Tax-exempt organization of radical video makers, distributors and activists
Created radical satellite TV channel Deep Dish TV to distribute its videos nationwide like a TV network
Funded with taxpayer dollars appropriated for the arts
Paper Tiger Television (PTTV, also known as the Paper Tiger Television Collective) is an organization of radical video makers, distributors and activists. "Since 1981 PTTV, an open, non-profit, volunteer video collective, has challenged and exposed the corporate domination of mainstream media," says its website, "using the non-commercial, uncensored channels to counterbalance [the] negative influence of mass media. PTTV works to involve communities in the process of making media and advocates for more equitable and democratic control of the information industry."

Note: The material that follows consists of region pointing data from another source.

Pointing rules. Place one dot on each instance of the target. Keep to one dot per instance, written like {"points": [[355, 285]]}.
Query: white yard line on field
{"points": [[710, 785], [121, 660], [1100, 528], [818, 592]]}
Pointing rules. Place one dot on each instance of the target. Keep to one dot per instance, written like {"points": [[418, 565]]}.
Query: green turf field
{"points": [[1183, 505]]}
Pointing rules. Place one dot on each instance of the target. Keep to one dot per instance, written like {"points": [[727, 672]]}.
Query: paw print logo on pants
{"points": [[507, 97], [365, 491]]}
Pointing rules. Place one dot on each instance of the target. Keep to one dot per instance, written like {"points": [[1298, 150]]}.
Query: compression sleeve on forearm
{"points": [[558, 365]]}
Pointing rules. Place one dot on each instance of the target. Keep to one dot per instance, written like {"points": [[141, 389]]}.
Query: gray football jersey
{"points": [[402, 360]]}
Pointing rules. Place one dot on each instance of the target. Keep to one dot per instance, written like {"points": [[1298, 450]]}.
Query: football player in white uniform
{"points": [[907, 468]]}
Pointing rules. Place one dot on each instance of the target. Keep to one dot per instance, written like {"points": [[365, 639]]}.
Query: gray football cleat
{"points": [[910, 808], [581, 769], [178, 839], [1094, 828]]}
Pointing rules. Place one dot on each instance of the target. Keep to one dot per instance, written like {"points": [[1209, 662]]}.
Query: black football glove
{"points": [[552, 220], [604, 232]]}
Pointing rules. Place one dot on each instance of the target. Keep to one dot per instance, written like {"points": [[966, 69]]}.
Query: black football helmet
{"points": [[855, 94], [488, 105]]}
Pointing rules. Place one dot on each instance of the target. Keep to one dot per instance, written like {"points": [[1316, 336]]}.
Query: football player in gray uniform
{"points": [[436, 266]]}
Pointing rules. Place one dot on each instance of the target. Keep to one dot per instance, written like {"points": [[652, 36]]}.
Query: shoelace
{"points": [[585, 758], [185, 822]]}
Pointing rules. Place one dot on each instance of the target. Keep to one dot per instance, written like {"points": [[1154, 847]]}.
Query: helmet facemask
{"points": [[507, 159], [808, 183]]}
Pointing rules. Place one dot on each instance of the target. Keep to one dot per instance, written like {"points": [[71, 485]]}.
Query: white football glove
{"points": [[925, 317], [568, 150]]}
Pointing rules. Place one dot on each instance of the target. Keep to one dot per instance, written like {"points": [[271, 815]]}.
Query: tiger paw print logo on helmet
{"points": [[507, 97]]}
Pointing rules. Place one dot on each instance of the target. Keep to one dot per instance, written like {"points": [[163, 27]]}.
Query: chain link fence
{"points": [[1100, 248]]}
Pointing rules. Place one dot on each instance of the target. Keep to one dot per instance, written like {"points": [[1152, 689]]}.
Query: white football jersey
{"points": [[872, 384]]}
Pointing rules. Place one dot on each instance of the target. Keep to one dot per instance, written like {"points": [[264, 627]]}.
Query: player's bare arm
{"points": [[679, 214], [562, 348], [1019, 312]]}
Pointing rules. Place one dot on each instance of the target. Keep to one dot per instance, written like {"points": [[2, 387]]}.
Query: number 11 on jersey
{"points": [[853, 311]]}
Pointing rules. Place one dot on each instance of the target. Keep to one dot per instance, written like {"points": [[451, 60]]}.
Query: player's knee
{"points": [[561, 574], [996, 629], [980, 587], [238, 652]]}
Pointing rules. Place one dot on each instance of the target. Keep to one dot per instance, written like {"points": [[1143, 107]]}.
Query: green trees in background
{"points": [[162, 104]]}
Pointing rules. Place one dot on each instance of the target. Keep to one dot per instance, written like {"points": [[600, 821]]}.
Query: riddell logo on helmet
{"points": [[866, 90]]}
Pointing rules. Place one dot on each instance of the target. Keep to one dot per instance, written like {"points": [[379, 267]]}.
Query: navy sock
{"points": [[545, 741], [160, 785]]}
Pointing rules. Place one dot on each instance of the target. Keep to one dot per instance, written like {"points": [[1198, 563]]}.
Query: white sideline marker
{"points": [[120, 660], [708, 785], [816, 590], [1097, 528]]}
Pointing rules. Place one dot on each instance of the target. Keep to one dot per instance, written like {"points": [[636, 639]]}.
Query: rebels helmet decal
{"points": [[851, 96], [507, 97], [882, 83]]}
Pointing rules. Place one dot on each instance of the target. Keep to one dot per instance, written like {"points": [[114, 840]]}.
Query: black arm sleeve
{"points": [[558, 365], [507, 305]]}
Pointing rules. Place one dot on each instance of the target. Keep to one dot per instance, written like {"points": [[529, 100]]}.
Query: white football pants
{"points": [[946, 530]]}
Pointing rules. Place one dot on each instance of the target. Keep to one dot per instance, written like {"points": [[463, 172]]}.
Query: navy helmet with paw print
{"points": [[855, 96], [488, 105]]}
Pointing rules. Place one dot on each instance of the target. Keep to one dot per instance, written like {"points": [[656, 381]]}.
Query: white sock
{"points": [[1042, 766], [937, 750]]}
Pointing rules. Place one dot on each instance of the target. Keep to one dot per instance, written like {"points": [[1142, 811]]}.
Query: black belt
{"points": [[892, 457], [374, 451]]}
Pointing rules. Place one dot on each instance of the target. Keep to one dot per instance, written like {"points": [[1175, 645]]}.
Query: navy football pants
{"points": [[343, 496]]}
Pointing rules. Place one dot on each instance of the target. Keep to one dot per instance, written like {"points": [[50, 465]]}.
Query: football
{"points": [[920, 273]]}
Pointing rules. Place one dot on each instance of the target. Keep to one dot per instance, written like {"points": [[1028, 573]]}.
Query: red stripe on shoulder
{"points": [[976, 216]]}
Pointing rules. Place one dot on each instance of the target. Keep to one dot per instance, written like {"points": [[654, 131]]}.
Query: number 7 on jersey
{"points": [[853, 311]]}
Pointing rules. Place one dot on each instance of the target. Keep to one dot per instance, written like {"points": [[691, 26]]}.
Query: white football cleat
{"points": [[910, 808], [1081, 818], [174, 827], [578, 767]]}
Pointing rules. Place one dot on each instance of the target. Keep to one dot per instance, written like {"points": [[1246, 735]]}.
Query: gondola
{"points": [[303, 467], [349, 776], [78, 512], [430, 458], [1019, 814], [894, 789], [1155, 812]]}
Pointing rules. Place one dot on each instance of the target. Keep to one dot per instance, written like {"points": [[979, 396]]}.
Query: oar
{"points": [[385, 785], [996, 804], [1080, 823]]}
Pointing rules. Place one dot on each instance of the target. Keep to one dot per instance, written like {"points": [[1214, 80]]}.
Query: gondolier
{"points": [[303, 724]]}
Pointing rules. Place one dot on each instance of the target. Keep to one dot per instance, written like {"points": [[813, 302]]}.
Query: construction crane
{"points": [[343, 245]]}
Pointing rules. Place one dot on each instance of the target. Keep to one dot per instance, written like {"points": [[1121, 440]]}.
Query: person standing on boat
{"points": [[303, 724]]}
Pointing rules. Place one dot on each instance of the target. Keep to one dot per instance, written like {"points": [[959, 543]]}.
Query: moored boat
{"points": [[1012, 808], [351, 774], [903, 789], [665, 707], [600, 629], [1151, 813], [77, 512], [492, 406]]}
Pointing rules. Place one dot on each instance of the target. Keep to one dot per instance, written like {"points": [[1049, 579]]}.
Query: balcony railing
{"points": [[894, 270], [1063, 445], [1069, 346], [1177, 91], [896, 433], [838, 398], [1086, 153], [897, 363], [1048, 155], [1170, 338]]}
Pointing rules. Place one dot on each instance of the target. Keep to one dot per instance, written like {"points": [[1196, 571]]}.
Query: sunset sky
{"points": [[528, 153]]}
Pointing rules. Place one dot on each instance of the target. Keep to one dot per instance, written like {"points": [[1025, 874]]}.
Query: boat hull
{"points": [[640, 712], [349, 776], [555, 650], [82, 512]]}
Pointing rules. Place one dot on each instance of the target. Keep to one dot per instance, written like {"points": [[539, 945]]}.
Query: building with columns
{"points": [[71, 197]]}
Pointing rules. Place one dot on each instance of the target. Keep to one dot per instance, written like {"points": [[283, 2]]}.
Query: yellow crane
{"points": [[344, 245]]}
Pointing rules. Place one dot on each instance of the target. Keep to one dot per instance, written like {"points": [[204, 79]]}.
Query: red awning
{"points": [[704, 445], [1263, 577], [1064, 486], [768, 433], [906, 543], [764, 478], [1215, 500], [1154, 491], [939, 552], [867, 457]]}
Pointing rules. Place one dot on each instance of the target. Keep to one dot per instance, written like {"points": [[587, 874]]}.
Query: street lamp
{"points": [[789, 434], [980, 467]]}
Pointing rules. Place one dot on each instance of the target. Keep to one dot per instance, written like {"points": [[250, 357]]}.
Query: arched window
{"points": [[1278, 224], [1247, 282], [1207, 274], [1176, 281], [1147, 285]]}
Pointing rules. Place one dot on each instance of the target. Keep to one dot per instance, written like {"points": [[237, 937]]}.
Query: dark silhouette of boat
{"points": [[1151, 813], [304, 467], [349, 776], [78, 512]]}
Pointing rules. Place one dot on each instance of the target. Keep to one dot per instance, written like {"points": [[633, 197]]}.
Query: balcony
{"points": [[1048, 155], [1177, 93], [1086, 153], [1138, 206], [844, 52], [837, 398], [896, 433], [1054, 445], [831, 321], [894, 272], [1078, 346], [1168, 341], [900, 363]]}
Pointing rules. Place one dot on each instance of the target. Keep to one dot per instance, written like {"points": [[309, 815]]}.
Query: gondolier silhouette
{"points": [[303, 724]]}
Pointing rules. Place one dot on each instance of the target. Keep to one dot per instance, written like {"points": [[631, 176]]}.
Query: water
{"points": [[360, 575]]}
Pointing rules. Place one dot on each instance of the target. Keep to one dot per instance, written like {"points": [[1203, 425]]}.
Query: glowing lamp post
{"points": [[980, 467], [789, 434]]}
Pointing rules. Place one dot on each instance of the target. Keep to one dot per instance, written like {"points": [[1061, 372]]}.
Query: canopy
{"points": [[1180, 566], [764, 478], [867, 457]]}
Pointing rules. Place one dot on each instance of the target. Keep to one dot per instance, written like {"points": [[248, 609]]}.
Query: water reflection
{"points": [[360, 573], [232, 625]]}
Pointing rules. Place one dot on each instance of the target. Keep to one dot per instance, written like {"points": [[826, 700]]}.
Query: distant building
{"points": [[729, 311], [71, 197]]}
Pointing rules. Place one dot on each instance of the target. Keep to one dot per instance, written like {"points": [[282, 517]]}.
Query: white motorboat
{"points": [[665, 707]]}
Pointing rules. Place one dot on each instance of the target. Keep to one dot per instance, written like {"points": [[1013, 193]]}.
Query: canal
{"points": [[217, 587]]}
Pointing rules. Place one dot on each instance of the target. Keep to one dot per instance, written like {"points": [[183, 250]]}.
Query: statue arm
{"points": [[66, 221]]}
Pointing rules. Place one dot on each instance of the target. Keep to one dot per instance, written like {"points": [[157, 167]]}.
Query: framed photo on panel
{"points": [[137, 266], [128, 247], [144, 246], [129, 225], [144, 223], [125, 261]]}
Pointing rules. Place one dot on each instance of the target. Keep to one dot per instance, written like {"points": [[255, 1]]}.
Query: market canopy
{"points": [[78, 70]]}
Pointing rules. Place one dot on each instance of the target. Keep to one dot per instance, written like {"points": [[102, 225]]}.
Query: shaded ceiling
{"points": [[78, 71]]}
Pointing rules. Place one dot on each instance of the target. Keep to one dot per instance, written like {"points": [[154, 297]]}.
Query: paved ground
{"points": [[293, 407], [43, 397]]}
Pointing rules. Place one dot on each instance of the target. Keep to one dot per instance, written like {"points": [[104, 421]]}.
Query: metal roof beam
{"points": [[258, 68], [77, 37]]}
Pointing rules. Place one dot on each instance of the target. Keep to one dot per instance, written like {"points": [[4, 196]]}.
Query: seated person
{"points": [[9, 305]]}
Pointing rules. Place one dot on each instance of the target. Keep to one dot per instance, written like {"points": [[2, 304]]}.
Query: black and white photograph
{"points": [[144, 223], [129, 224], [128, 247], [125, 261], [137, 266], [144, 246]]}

The operation began in 1981, when veteran video producer Dee Dee Halleck brought together several other producers to "create an entire new series devoted to critical readings of newspapers, magazines, and media issues." DubbedPaper Tiger Television, it began to show its programming on Manhattan public access in 1982. Tapes of the shows were distributed to universities, museums, access channels and art centers, thanks to funding from the New York State Council on the Arts.PTTV currently markets its videotapes for $181.68 per copy.
One Paper Tiger TV video is Standing With Palestine, which reflects the views of the group SUSTAIN ("Stop US Tax-funded Aid to Israel Now"). Crash the G8 Party and Showdown in Seattle are two of the many anti-capitalist videos in PTTV's catalog, for sale alongside Paper Tiger TV Flushes Rush, which derides popular radio talk show host Rush Limbaugh. Class Dismissed features the views of Professor Howard Zinn and "provides a critical look at how U.S. history is taught in high school, at … the information that never seems to make it onto the textbook pages … [and] the lack of race and class analysis in textbooks." Resisting the Empire was produced in 2003 "as a tool with which to critique the media's coverage and participation in the War in Iraq."
Paper Tiger has drawn accolades from MIT linguistics professor Noam Chomsky, who writes, "The media has become more doctrinaire and rigid, and more and more people are rightly seeking serious alternatives of the kind Paper Tiger has been providing so well."
In 1986, using taxpayer money appropriated for the arts as they did to create Paper Tiger TV, Dee Dee Halleck and her PTTV cohorts launched the satellite channel Deep Dish TV to provide instant distribution to local cable systems nationwide of videos produced by left activists.